Si les héros donnent l'impression de "faire l'amour", il n'y a pas d'affection, de tendresse, de caresses, mais un rapport de force, une menace, une oppression de Danijel sur Ajla. Possessif, jaloux, il a fait d'elle sa prisonnière et ne supporte pas qu'elle lui échappe, qu'elle s'éloigne ou réfléchisse à sa condition. Ajla est captive et ne peut survivre que si elle accepte ce qu'il a décidé pour elle.

Quelle est la particularité du viol en temps de guerre, par rapport au temps de paix ?
Il n'est pas commis dans l'intimité, mais de façon visible, voire collective. La femme "ennemie" devient une cible. La notion de désir est redéfinie. Il n'y a plus de critères de beauté, de séduction. La violence des violeurs s'exerce sur des petites filles, comme sur des personnes âgées. Dans le film, trois vieillardes sont obligées de se déshabiller et de danser nues. D'autres, plus jeunes, sont abusées, humiliées, molestées, rouées de coups, défigurées... Cette atteinte à l'intégrité physique symbolise la volonté de terroriser la nation opposée. La finalité est militaire : prendre le pouvoir sur le camp adverse.

Quelles sont les séquelles de ces viols ?
Une double peine pour les femmes : elles sont marquées sur leur corps et risquent le rejet de leur communauté. Un sentiment de honte émerge car il y a toujours cette suspicion masculine selon laquelle la victime "l'a cherché" et ce, même si elle a lutté physiquement. A la blessure physique, physiologique, psychique, s'ajoute la difficulté d'un "après" : l'impossibilité de se marier, et parfois la confrontation a un enfant issu de l'horreur, pour celles qui sont tombées enceintes de leur violeur.

Et qu'en est-il des hommes qui commettent ces crimes ?
Dans certains conflits les auteurs d'exactions sont jugés ou fusillés. Ici, les soldats sont encouragés par les officiers.
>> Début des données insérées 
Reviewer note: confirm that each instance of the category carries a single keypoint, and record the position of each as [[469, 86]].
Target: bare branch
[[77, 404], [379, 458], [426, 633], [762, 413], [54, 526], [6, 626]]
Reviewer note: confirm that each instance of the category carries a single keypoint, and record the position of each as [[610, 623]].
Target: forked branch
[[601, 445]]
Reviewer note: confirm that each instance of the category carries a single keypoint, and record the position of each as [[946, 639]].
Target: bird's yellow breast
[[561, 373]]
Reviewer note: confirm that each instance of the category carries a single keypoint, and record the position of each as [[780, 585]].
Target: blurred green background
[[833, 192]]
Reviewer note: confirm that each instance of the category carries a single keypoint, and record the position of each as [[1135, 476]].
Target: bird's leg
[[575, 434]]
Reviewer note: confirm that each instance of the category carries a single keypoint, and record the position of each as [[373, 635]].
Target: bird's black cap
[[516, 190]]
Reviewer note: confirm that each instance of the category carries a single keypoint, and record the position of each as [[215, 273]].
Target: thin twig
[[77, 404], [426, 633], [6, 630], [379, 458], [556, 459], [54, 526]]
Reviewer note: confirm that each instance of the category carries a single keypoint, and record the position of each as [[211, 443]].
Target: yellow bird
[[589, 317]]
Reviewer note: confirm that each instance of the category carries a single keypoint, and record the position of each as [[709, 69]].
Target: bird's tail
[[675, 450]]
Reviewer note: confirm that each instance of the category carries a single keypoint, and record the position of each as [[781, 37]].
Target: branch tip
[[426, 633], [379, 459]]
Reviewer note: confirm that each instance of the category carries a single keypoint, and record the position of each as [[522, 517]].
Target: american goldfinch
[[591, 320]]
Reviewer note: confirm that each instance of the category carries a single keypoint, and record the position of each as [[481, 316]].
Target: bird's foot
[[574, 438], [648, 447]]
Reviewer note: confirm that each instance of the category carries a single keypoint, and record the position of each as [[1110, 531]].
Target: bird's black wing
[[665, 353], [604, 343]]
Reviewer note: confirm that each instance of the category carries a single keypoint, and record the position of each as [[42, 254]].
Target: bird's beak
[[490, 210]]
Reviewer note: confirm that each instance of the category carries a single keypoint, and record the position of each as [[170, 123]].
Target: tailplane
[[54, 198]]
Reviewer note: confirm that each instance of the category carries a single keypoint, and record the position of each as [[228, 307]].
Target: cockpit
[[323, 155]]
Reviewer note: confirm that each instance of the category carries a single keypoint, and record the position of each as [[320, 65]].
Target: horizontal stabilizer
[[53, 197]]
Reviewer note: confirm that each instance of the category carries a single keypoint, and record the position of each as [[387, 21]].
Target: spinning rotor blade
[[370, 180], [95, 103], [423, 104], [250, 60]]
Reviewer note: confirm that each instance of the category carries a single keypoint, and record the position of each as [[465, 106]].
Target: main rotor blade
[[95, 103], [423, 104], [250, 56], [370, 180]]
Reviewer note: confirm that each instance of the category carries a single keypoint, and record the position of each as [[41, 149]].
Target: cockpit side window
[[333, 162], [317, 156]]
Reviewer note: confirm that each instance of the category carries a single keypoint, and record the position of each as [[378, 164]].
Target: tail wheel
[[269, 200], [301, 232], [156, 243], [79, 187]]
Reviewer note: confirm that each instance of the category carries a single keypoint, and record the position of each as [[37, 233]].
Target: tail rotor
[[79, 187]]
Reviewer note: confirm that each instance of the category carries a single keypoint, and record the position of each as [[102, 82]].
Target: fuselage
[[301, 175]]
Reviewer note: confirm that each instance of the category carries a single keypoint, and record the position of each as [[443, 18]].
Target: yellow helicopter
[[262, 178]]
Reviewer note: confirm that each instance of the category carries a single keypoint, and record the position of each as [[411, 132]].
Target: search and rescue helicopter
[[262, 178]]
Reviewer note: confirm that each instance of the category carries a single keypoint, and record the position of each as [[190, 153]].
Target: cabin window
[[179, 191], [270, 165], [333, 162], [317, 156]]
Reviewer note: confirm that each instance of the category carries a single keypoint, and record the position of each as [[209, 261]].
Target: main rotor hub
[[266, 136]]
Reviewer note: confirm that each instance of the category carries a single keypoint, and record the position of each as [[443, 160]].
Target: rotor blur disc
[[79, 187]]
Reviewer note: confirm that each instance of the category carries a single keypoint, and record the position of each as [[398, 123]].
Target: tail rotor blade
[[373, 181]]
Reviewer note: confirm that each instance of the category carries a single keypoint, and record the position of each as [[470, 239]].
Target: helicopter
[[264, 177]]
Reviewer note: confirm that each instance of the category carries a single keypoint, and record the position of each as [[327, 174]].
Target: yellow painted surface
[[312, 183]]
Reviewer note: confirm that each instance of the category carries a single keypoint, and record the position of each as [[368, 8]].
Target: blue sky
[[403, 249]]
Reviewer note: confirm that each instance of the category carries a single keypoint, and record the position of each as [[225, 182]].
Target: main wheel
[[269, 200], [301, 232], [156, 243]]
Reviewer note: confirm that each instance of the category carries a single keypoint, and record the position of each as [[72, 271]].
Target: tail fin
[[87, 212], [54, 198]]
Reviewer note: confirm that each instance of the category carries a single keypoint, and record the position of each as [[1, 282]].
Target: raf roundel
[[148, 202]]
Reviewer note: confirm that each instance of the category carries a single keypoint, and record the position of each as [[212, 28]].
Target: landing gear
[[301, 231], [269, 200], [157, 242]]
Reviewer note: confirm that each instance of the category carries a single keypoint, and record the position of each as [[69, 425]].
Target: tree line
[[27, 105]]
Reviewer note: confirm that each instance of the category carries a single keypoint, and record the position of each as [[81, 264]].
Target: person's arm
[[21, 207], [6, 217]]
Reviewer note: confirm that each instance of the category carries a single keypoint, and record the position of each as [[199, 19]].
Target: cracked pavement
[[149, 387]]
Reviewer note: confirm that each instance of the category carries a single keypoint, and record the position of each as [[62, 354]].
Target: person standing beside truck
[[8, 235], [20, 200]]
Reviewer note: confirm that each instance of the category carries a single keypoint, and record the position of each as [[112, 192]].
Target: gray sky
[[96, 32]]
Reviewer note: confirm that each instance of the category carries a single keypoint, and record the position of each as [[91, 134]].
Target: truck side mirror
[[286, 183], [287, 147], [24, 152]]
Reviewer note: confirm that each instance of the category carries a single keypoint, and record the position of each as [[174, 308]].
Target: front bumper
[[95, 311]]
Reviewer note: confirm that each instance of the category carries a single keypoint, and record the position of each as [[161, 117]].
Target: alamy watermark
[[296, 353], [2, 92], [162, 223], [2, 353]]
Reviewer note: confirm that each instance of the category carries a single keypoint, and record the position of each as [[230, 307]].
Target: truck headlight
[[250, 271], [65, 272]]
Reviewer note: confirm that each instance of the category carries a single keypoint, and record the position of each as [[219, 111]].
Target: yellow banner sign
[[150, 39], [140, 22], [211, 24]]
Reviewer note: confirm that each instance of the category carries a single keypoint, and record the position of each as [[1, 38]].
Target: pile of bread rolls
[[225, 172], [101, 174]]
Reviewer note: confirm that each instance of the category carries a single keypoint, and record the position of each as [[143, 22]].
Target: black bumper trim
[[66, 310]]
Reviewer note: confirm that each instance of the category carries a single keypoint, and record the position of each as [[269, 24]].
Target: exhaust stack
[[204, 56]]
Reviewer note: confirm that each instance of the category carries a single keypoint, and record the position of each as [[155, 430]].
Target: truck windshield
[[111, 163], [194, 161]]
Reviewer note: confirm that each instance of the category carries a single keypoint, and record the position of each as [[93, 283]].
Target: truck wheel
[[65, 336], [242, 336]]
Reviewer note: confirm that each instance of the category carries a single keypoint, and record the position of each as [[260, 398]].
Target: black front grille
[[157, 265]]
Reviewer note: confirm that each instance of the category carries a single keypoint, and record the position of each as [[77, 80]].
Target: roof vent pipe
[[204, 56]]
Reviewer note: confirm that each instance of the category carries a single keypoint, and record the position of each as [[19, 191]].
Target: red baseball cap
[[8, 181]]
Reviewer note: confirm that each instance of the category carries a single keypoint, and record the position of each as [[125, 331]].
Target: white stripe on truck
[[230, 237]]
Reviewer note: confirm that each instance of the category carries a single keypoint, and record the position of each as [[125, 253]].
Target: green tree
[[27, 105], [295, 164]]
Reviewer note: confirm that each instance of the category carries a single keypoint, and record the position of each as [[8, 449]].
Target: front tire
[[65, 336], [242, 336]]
Ils évoluent dans une totale impunité. Tout ce qui a trait à la culpabilité est du côté des femmes. Dans le cas emblématique de Sarajevo, la viol a pris une proportion considérable : il est devenu une arme.

viol payot
Viols en temps de guerre ©  Payot


Vous avez co-dirigé un ouvrage intitulé "Viols en temps de guerre". Pourquoi ce sujet délicat, certains diraient "racoleur" ?
L'enlèvement des Sabines a construit le mythe du viol : l'idée que les femmes font partie du butin, du repos du guerrier. Pourtant, cette image d'un assouvissement de la pulsion sexuelle masculine ne permet pas de comprendre l'acte. Dans le livre, 25 auteurs se penchent sur la complexité et l'ampleur des viols en temps de guerre, présentent la diversité des situations, le poids des imaginaires, les conséquences sociales et politiques, mais aussi intimes et émotionnelles... sans voyeurisme ! Ce n'est pas dans la nature universelle des hommes de violer. Et surtout, les viols ne sont pas autorisés en temps de guerre. Certes, l'interdit "tu ne tueras point ton prochain" est levé. Il est même du devoir du soldat de tuer son rival, mais contrairement au meurtre, l'agression sexuelle reste illégitime. Le viol en temps de guerre n'est pas une fatalité.